Generation of hierarchically correlated multivariate symbolic sequences: With an application to the assessment of bootstrap confidence in phylogenetic analysis.
- Authors: Tumminello, M.; Lillo, F.; Mantegna, R.
- Publication year: 2008
- Type: Articolo in rivista (Articolo in rivista)
- Key words: Complex systems, Multivariate analysis, Combinatorics; graph theory
- OA Link: http://hdl.handle.net/10447/45660
We introduce a method to generate multivariate series of symbols from a finite alphabet with a given hierarchical structure of similarities based on the Hamming distance. The target hierarchical structure of similarities is arbitrary, for instance the one obtained by some hierarchical clustering method applied to an empirical matrix of similarities. The method that we present here is based on a generating mechanism that does not make use of mutation rate, which is widely used in phylogenetic analysis.

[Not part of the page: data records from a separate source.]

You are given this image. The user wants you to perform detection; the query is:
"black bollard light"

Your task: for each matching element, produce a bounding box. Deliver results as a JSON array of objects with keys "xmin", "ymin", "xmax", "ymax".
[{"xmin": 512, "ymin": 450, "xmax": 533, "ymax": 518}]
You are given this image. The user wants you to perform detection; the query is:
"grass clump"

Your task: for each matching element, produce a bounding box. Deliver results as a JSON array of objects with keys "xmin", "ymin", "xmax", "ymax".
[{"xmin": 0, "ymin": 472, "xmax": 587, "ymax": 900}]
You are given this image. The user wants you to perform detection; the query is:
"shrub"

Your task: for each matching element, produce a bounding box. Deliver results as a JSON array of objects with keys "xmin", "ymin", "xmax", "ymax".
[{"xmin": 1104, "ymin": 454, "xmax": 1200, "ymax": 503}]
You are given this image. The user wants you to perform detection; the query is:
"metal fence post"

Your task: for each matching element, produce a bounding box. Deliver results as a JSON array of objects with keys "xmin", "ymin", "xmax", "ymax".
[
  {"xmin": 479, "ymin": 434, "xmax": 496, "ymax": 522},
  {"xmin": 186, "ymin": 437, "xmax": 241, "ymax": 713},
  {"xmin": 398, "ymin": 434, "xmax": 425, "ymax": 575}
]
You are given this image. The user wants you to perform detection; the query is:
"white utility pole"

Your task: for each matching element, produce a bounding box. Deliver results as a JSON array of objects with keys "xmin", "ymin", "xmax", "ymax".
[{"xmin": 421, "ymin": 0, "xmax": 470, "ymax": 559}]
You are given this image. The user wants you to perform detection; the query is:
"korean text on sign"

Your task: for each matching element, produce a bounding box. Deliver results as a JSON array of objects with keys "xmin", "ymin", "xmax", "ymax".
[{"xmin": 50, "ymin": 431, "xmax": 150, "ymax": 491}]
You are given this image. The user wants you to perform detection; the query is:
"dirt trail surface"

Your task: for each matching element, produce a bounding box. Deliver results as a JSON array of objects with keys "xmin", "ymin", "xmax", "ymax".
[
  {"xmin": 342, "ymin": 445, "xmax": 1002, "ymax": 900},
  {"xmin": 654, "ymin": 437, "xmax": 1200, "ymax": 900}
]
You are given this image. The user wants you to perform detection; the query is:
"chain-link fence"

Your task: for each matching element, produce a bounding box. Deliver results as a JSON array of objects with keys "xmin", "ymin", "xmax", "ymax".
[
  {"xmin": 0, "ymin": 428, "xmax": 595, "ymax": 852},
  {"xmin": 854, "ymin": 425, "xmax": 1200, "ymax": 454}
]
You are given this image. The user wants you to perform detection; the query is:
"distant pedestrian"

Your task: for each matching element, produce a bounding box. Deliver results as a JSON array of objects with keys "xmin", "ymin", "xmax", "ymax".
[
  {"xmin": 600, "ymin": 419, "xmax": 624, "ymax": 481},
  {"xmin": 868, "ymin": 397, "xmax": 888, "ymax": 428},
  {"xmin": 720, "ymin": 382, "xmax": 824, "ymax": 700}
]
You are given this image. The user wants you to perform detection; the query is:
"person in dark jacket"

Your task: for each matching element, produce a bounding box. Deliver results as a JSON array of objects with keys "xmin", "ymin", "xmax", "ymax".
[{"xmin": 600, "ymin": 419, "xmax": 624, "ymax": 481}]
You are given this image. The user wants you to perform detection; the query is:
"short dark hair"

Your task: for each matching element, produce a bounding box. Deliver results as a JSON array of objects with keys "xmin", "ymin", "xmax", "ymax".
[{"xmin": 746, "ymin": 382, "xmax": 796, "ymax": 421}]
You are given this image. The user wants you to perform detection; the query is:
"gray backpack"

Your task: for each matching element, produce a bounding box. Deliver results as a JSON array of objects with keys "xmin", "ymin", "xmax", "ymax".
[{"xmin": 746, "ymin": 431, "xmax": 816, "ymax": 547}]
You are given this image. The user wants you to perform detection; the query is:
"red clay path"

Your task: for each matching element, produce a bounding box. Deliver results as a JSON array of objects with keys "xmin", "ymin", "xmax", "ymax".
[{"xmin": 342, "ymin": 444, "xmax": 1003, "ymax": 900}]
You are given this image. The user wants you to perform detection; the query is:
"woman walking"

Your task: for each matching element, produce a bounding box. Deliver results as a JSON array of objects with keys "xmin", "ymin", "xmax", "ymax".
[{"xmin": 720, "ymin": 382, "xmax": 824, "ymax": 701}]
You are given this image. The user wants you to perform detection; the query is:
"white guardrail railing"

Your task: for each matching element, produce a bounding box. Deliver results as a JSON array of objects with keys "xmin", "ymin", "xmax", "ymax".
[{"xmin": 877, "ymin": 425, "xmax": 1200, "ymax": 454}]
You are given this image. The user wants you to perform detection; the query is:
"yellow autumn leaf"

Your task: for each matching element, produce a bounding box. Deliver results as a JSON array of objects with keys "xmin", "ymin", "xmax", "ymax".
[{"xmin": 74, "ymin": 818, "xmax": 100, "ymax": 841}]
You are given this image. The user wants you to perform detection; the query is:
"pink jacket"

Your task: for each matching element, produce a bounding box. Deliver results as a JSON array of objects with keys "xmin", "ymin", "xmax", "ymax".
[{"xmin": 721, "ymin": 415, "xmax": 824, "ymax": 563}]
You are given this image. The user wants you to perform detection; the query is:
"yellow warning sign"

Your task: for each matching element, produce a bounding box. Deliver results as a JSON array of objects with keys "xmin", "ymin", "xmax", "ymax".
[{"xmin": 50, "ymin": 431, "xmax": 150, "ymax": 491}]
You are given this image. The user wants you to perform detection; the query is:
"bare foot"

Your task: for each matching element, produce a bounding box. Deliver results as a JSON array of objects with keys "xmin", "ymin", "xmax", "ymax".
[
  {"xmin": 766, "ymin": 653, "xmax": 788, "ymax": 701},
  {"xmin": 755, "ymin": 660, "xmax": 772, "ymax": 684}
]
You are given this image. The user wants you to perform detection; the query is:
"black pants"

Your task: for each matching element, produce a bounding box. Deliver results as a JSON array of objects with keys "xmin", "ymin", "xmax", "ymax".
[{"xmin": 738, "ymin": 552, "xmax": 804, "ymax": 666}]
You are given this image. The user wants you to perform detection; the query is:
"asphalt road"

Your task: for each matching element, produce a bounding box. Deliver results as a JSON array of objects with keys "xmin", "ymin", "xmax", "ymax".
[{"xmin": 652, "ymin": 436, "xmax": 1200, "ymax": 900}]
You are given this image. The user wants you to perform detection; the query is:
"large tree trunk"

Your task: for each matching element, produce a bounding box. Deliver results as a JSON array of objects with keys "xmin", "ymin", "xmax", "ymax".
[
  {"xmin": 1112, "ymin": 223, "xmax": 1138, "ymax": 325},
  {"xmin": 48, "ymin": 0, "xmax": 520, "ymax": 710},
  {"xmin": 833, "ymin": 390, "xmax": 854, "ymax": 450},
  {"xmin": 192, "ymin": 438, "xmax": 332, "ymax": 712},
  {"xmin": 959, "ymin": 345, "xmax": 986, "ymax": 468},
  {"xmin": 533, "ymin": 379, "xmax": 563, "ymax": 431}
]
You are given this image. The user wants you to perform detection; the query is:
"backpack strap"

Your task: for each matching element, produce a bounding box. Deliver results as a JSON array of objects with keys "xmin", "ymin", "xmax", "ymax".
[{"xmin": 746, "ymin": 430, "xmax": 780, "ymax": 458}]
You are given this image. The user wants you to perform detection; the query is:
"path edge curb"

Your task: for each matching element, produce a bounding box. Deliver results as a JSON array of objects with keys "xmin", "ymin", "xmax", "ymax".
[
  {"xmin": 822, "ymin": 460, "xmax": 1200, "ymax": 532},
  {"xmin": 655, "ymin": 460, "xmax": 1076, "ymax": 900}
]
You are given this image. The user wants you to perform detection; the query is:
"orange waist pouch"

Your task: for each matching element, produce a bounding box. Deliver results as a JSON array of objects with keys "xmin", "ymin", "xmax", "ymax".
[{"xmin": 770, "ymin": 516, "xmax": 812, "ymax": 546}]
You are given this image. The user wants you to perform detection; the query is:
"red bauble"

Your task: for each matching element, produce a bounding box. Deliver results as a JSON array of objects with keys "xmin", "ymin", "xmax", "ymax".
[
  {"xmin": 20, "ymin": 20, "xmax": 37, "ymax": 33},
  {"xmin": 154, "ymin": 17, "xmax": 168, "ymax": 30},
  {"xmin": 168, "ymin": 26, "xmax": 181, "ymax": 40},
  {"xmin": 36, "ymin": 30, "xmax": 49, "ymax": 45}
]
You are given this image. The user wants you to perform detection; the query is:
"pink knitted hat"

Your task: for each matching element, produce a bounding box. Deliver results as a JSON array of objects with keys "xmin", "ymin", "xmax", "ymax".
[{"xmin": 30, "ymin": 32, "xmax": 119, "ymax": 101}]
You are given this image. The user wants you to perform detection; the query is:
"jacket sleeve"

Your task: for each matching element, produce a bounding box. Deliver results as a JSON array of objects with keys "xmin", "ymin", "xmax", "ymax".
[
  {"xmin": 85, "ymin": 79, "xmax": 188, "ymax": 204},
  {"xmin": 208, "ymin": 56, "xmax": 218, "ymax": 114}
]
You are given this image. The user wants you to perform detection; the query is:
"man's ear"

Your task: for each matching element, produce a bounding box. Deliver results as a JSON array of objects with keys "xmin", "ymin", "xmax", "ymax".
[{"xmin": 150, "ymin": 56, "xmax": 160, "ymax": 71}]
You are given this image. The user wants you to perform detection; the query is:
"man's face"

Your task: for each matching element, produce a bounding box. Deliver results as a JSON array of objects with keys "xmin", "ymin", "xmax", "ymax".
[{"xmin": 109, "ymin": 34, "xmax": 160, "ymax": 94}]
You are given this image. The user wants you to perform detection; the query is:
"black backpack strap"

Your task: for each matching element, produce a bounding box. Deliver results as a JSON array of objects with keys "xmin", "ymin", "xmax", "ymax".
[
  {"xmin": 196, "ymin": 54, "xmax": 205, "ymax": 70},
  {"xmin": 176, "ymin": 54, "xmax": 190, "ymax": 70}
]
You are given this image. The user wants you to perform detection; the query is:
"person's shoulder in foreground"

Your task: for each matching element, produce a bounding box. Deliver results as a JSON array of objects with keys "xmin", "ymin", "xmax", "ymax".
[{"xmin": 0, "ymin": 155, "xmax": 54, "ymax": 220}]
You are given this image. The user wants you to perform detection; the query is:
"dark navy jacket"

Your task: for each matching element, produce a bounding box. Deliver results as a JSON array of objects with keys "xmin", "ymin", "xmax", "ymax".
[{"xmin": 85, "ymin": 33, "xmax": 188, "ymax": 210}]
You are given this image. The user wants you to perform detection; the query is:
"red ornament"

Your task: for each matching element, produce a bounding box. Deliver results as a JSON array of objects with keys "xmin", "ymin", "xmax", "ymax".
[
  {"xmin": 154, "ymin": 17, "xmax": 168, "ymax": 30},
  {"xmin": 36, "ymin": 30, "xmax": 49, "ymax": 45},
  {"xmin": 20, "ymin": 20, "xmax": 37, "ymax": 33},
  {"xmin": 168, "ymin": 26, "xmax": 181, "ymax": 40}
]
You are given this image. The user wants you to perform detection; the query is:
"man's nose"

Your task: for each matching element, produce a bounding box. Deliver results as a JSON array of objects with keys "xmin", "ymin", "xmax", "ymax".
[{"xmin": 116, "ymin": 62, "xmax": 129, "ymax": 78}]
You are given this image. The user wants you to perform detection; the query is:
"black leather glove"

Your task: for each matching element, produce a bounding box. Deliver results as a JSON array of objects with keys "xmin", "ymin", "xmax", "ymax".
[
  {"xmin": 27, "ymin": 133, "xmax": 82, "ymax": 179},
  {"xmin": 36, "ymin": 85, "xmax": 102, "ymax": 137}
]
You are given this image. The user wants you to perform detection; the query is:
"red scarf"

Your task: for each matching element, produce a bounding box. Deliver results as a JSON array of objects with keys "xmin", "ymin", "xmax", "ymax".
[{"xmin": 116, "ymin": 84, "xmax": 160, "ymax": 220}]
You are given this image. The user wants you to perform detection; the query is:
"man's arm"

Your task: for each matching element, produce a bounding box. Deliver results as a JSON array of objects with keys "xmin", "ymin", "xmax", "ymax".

Here we use the proposed simulation method to investigate the relationship between the bootstrap value associated with a node of a phylogeny and the probability of finding that node in the true phylogeny. The results of this analysis are compared with those obtained in the literature according to an evolutionary model with a per-symbol constant mutation rate. We observe that the relationship between the bootstrap value of a node and the probability of the corresponding clade being correct is sensitive to both the length of data series and the length of the branch connecting the node to its closest ancestor in the phylogenetic tree, whereas such a relationship is only slightly affected by the topology of the true phylogeny and by the absolute value of similarity.